Cristina Jiménez Moreta (born 1983 or 1984) is an Ecuadoran immigration activist who co-founded United We Dream in 2008. In 2017, Jiménez Moreta was named a MacArthur Fellow and won the Freedom From Fear Award.

Jiménez was included in Time magazine's 100 Most Influential People of 2018.

==Early life and education==
Jiménez Moreta was born in Ecuador. At the time of her birth, Jiménez Moreta's mother was a seamstress and her father was a bank security guard. When she was a teenager, she and her family moved to the United States as undocumented immigrants. Jiménez Moreta completed a Bachelor of Arts at Queens College in 2007 and a Master of Public Administration at Baruch College in 2011.

==Career==
When Jiménez Moreta illegally immigrated to the United States, she became a babysitter and an assistant. After experiencing educational barriers as an undocumented immigrant, she dedicated herself to public service and advancing civil rights, focused primarily on youth activism. Early on in her advocacy career, Jiménez Moreta created multiple activism groups in New York, including Make the Road New York.

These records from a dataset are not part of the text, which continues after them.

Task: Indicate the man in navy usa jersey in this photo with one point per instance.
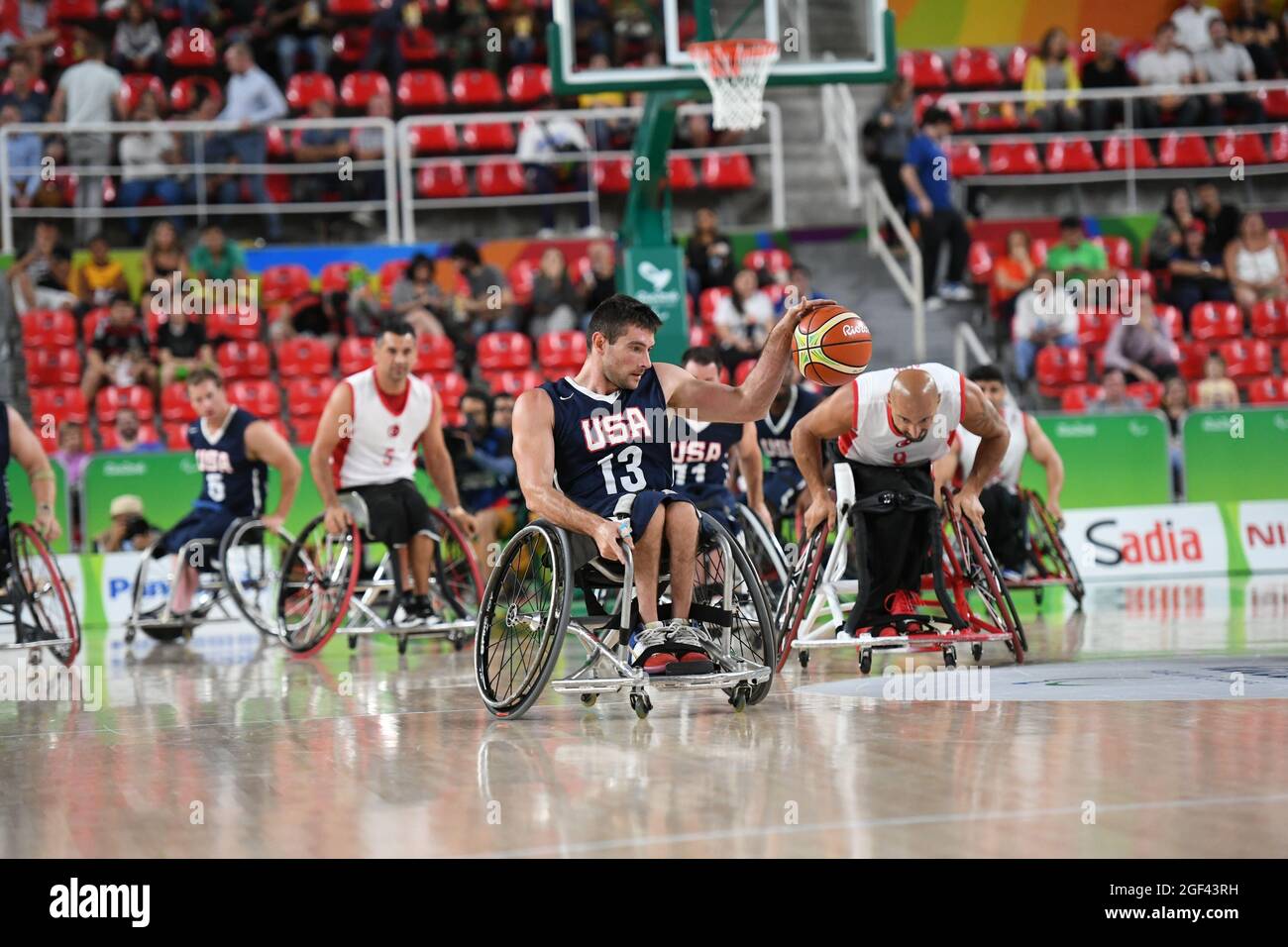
(593, 447)
(699, 454)
(233, 451)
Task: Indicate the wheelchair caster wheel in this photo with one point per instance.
(640, 703)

In 2008, she joined Drum Major Institute to work in immigration policy and remained with the institute until 2010. At the same time she started working with Drum Major, Jiménez Moreta became a co-founder of United We Dream, which is an organization that advocates for undocumented Americans. With United We Dream, Jiménez Moreta influenced the enactment of the Deferred Action for Childhood Arrivals in 2012.

==Awards and honors==
In 2017, Jiménez Moreta was one of the recipients of the MacArthur Fellows Program. The same year, she was awarded the Freedom From Fear Award. In 2019, she won the Robert Coles "Call of Service" Award, given by the Phillips Brooks House Association at Harvard University. In 2020, Moreta was named as one of USA Today's Women of the Century, which recognizes women who have made a "substantial impact on our country or our lives over the past 100 years".